It is easy to have a good hunch. You rely on the nearest neighbor paradigm: you look for the element in your available data closest to the characteristics you are interested in. So you choose the table closest to the band, as you observed that it is usually the hottest; the stock which behaves most similarly to what a recent high performer did; and you rely on the reported weather of the closest town to your destination.

Among the computational methods that try to determine the probability density function of some quantity based on a limited number of observations, the nearest neighbor may indeed be the easiest one to grasp. It is based on the implicit assumption that the feature we are trying to guess varies _slowly_ in the space, so that a limited number of observations close to a point where you need an estimate can suffice to offer a good guess of the characteristics of the particular point you are considering.

We apply nearest-neighbor-driven decisions in our everyday life surprisingly often. As we move in our three-dimensional space, we often look for the warm spot of the room, or the less noisy table, or the less crowded corner of the bus based on our past experience -the data. The data teaches us that the place high up and farthest from the window will be warmer, because more often than not that has been the case in previous similar situations.

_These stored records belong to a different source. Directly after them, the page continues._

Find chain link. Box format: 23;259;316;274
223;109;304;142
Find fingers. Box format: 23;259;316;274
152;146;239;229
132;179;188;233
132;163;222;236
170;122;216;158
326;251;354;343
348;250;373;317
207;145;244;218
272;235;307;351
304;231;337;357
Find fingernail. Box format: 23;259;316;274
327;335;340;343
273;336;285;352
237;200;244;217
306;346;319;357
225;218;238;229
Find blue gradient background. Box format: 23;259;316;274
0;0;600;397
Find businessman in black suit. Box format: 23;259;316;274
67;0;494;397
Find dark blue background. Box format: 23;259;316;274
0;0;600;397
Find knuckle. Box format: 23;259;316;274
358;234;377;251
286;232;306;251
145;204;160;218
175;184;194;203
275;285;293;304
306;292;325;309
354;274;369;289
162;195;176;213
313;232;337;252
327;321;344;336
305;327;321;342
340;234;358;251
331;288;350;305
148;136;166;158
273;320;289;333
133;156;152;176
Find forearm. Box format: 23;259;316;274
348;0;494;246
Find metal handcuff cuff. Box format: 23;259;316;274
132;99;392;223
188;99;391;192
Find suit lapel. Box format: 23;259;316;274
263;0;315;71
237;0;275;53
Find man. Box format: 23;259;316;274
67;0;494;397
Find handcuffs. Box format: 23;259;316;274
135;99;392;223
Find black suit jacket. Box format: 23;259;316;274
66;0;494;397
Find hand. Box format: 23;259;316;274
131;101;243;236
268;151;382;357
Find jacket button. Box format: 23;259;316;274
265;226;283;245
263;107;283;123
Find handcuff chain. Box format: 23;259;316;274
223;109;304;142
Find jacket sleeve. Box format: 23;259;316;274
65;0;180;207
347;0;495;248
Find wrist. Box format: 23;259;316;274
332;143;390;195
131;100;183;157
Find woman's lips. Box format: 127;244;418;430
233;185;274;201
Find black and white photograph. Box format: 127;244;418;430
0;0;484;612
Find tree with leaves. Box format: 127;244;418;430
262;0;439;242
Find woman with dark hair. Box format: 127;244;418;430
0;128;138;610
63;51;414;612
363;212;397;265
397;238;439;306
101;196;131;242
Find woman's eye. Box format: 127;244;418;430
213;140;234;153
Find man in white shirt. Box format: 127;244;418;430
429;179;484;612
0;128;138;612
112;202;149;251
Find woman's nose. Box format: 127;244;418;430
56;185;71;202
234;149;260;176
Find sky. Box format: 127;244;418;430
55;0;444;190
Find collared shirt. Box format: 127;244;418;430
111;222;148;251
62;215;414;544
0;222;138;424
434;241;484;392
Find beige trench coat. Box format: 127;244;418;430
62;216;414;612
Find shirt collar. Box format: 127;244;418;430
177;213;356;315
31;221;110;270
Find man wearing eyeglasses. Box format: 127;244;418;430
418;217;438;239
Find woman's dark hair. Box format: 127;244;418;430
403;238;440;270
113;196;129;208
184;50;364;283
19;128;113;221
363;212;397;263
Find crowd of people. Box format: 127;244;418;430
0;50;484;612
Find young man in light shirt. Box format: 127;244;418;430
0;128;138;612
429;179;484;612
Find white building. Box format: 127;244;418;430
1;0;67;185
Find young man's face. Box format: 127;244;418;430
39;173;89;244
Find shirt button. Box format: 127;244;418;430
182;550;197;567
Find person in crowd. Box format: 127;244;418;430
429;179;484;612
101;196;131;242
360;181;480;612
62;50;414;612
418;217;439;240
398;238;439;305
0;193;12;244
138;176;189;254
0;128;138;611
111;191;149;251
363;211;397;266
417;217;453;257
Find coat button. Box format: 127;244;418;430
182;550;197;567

*[Note that there is no contradiction between the above statement and the fact that we are Bayesians as we take decisions: a Bayesian will consider the "prior probability density" to take a decision; but the density is constructed by a Bayesian by relying on discrete observations - so the two concepts are tightly related. But let me omit a discussion of this detail today]*

It should not come as a surprise that a similar algorithm can be applied to computationally challenging problems of classification or regression. I grew fond of the nearest-neighbor algorithm over ten years ago when I "rediscovered" it for a particle physics application -the improvement of the dijet mass resolution from Higgs boson decays in CDF data, and building on the concept I developed a quite advanced custom-made algorithm capable of estimating the density of a scalar field in multi-dimensional space.

To understand what I mean by a "scalar field" and multi-dimensional spaces, you might want to think again at the problem of estimating the temperature of a point of space based on observations "around" it, where "closeness" should be defined not just in spatial dimensions, but also in terms of similarity of other features; if you need to estimate the average temperature of Chicago on May 15th you might be more interested in knowing the average temperature of Detroit on May 3rd than that of De Kalb on January 1st! There, the temperature is our "scalar field" - a number to be estimated; and "closeness" may not necessarily be just a spatial distance, but a more complex combination of distance in a generalized configuration space, where the day of the year when the temperature measurement was taken plays a significant role.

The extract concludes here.